The tool has 0 parameters, and schema description coverage is 100% (as there are no parameters to describe). The description doesn't need to add parameter semantics, so a baseline score of 4 is appropriate, reflecting that no additional information is required beyond the empty schema.

Input schemas describe structure but not intent. Descriptions should explain non-obvious parameter relationships and valid value ranges.

Purpose3/5

Does the description clearly state what the tool does and how it differs from similar tools?

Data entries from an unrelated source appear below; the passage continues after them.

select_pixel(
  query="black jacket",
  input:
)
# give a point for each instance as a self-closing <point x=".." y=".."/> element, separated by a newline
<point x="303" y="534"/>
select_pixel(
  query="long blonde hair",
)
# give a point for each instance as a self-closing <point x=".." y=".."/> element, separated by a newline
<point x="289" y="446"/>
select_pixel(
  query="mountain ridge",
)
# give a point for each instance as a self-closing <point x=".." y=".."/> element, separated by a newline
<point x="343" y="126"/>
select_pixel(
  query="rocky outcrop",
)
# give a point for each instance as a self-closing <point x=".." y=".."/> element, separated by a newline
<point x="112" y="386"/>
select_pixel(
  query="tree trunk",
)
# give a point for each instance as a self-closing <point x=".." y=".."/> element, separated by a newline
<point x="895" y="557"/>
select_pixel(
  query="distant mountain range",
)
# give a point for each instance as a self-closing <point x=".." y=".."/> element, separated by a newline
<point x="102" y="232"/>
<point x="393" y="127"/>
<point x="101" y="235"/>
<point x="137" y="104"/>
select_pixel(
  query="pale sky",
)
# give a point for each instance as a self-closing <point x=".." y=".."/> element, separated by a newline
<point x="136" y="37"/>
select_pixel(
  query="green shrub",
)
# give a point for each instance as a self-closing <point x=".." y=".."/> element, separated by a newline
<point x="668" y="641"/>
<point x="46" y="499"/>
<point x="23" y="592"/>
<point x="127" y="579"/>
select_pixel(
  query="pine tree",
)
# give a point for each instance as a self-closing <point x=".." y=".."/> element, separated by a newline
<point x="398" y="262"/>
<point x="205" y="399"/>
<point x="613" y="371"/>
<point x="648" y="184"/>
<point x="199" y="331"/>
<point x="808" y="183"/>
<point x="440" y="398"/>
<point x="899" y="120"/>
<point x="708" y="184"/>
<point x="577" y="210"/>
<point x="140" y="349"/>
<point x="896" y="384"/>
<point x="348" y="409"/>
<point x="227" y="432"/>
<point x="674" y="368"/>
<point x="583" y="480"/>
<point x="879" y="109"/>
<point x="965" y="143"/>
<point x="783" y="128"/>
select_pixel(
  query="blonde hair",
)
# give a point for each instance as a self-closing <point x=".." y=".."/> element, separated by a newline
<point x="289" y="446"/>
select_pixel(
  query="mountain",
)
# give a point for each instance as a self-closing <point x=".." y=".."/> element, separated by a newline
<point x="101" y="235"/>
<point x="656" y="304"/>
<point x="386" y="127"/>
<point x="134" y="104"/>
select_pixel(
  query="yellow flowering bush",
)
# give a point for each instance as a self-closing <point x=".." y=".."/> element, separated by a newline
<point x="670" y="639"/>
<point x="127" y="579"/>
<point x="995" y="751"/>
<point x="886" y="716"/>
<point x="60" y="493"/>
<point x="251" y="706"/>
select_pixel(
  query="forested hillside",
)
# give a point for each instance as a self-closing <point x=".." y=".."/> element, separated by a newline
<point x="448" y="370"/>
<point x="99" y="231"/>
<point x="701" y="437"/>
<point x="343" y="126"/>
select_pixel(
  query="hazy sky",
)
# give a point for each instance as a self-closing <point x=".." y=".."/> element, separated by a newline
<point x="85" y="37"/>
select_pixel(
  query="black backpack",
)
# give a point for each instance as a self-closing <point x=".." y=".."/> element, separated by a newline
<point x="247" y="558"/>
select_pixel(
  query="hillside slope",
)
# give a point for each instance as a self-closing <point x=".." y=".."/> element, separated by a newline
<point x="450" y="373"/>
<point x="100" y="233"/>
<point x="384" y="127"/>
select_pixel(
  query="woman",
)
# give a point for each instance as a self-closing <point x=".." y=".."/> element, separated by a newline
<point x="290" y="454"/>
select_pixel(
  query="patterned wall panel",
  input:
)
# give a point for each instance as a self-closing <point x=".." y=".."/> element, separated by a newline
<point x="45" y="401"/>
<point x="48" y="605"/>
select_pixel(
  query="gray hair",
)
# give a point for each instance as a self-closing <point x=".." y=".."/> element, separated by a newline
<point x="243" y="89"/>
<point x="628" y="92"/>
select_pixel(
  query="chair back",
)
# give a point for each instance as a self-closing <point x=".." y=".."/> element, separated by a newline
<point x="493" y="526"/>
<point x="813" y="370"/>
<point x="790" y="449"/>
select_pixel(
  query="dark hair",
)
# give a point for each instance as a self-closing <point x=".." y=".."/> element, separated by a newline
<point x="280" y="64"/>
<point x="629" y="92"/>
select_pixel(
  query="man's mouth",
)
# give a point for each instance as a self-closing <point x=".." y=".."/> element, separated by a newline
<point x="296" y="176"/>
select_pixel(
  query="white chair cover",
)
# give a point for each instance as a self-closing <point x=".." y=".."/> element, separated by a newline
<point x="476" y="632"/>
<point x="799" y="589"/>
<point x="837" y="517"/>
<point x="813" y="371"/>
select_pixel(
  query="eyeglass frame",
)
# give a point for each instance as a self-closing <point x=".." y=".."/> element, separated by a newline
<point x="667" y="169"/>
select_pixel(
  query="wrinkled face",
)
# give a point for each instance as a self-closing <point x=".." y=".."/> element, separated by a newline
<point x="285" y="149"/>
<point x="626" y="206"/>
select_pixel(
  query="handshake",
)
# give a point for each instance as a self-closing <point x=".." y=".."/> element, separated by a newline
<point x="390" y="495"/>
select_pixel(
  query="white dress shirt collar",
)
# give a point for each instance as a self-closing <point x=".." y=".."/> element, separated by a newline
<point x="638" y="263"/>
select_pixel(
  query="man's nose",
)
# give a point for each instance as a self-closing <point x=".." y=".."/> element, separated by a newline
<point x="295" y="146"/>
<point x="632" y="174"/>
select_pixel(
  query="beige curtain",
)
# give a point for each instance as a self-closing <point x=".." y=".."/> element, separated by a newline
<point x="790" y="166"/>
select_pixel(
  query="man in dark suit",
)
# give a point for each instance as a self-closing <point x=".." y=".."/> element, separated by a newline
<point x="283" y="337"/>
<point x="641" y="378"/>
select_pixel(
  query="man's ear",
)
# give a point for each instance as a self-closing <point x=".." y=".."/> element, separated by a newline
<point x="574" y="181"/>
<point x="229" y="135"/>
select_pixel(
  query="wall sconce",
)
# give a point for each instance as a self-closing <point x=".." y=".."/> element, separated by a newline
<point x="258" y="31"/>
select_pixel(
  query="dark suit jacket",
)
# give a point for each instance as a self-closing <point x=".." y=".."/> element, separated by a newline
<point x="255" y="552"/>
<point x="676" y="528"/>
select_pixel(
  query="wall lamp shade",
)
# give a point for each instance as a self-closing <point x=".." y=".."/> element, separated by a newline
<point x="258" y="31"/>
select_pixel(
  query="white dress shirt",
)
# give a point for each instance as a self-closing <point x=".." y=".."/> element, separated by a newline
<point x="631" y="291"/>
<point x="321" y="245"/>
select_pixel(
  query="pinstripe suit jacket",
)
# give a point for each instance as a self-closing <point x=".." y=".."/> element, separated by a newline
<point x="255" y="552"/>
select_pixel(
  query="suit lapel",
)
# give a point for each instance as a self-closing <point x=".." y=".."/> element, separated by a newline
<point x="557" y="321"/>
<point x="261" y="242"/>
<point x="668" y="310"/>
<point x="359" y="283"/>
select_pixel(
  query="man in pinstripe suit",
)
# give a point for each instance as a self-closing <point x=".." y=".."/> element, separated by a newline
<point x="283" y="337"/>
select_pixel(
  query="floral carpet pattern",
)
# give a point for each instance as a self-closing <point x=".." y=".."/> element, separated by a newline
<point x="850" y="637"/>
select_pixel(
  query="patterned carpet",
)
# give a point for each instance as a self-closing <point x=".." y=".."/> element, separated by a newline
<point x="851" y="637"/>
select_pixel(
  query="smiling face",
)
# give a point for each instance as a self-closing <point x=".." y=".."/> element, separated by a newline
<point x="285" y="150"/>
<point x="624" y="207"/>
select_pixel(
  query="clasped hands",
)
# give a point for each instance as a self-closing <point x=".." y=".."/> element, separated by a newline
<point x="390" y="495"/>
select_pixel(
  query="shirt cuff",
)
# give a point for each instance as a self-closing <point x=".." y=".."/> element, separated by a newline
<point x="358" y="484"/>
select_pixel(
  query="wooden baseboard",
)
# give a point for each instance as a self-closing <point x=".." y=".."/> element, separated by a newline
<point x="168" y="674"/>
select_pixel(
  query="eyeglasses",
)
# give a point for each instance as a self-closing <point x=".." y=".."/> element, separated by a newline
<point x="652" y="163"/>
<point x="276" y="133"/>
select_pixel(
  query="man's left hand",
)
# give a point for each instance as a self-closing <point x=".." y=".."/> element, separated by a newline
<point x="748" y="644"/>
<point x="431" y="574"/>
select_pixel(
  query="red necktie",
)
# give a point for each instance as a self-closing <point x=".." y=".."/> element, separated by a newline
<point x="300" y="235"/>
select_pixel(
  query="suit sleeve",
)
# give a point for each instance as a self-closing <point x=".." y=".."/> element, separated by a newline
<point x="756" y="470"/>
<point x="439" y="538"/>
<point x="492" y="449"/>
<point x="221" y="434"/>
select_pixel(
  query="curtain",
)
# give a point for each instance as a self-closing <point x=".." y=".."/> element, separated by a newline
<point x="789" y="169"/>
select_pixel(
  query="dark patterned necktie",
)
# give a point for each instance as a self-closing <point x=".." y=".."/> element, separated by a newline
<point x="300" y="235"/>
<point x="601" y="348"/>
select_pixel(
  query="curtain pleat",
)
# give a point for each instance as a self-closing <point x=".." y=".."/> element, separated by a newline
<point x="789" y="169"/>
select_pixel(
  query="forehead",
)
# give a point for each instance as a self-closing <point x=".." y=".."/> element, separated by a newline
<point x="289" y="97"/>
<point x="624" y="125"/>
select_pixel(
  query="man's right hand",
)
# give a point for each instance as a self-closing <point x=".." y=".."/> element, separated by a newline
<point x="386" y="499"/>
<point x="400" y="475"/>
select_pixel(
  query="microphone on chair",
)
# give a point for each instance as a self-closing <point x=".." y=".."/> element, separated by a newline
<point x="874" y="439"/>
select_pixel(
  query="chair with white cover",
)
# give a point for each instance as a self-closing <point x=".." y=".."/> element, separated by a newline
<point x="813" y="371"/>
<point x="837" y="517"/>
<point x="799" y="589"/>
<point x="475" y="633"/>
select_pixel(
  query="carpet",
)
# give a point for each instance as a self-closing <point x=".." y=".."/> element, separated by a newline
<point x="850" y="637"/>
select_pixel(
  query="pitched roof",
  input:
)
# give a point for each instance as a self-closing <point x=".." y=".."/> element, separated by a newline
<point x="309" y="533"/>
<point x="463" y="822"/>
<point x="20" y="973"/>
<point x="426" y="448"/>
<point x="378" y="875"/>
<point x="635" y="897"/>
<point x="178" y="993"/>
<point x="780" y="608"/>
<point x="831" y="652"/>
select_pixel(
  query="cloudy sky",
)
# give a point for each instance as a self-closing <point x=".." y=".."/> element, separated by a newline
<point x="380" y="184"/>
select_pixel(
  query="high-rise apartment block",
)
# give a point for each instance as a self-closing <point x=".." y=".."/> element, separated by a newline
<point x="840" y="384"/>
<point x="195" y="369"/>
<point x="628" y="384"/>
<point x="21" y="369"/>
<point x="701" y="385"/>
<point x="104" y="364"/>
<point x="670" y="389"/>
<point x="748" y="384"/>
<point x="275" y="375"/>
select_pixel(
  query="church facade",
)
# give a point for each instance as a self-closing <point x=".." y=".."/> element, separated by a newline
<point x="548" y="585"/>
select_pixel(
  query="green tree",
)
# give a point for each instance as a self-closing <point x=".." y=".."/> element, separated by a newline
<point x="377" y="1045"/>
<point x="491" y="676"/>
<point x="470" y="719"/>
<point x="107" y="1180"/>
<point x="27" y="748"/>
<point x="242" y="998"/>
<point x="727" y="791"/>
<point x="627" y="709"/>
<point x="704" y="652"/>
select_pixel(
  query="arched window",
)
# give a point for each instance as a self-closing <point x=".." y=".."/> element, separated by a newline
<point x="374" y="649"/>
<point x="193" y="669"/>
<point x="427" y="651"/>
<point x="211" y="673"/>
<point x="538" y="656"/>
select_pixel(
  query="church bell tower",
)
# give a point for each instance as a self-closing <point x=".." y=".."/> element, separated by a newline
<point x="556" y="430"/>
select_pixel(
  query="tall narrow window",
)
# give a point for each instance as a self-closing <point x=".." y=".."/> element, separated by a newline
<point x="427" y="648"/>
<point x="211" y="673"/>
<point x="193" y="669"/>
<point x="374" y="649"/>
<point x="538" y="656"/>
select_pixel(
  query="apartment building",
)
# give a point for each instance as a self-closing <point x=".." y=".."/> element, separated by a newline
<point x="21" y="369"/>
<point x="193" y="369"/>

The description states the tool's purpose ('Plays a completion sound when called'), which is clear but vague. It specifies the action ('Plays') and resource ('a completion sound'), but lacks detail about what constitutes a 'completion sound' or how it's played. With no sibling tools, differentiation isn't needed, but the purpose remains somewhat ambiguous.

Agents choose between tools based on descriptions. A clear purpose with a specific verb and resource helps agents select the right tool.

Usage Guidelines2/5

Does the description explain when to use this tool, when not to, or what alternatives exist?

The description provides no guidance on when to use this tool. It doesn't specify appropriate contexts (e.g., after a task finishes), prerequisites, or alternatives. With no sibling tools, this isn't a comparative issue, but the lack of any usage context leaves the agent without direction.

Agents often have multiple tools that could apply. Explicit usage guidance like "use X instead of Y when Z" prevents misuse.